Milchan a répondu jeudi: « J’ai eu l’impression que les montants augmentaient », tout en déclarant ne pas se souvenir de la quantité exacte de ces cadeaux.
Ben Ari a également relevé que, lors de son premier témoignage, Milchan avait déclaré que les demandes de cadeaux des Netanyahu l’avaient gêné et qu’il avait pensé que s’il ne les leur offrait pas, il serait moins en grâce auprès du Premier ministre.
Lors du contre-interrogatoire, Ben Ari a souligné que Milchan avait dit avoir offert ces cadeaux par plaisir.
Mis face à ses contradictions, Milchan a déclaré : « Je ne savais pas quel était le montant acceptable ou non pour des cadeaux. Je n’étais pas sûr d’être dans les clous. »
Sur un autre point, Ben Ari a rappelé que lors de son premier témoignage, Milchan avait déclaré au tribunal avoir commencé par offrir, de lui-même, des chemises de prix à Netanyahu, ce à quoi Netanyahu et sa femme Sara avaient réagi en lui en demandant davantage.
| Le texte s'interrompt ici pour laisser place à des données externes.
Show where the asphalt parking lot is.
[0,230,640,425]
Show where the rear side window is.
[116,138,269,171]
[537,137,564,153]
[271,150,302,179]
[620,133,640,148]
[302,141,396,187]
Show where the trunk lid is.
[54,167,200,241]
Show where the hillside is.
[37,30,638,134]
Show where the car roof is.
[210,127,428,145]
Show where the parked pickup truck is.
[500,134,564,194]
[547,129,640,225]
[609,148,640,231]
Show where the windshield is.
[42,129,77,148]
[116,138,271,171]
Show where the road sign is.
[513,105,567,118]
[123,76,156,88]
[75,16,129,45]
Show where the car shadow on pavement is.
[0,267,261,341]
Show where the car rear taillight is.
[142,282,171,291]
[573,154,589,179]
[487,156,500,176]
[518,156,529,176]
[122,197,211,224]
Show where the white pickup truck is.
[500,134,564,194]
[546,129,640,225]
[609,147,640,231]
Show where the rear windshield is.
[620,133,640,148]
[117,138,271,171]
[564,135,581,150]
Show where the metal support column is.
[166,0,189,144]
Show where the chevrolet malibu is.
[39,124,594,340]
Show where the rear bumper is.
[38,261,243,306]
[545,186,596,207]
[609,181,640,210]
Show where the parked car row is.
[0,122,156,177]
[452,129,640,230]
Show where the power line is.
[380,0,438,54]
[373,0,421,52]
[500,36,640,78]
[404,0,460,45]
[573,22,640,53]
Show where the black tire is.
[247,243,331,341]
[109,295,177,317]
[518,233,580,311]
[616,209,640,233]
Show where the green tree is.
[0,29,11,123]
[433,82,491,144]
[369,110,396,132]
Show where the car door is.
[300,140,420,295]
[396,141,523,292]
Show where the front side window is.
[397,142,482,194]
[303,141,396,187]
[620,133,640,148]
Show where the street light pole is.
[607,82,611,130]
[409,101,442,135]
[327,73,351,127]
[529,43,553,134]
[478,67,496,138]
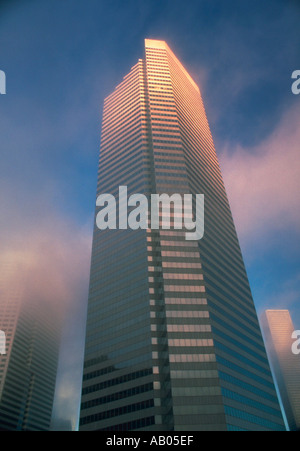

Lors du contre-interrogatoire, Milchan a assuré que les Netanyahu ne lui avaient jamais expressément demandé de chemises, tout en laissant entendre qu’ils n’y seraient malgré tout pas défavorables.
Ben Ari est donc parvenue à faire revenir Milchan à certains éléments de sa déposition initiale, telle que reprise dans l’acte d’accusation contre Netanyahu. Elle a renoncé à en contester d’autres, pourtant contraires à sa première déposition.
L’accusation estime par ailleurs que Netanyahu s’était engagé à favoriser la fusion des chaînes de télévision Keshet et Reshet, décision qui aurait bénéficié financièrement à Milchan.
Lors du contre-interrogatoire, Milchan a dit sur ce point que la proposition de fusion n’était pas allée très loin : « Il n’y a pas eu de négociation, il n’y avait pas de prix, il n’y avait rien, juste des idées en l’air. »
Milchan a également insisté, lors de son témoignage, sur sa proximité avec Netanyahu et le fait que les cadeaux qu’il leur a offerts l’ont été par pure amitié, ce qui sape l’affirmation de l’accusation selon laquelle leur relation était, du moins en partie, intéressée et que les gestes de Netanyahu au profit de Milchan constituaient un abus de pouvoir, par essence illégal.
Le procès de Netanyahu se poursuivra la semaine prochaine avec des témoignages dans le cadre de l’affaire 4000, au titre de laquelle Netanyahu est accusé de corruption, fraude et abus de confiance dans le cadre des relations entre la société de télécommunications Bezeq et le ministère des Communications du gouvernement Netanyahu.
Netanyahu nie avoir commis de quelconques actes répréhensibles et affirme que ces accusations sont le fruit d’une cabale de la police et du Parquet.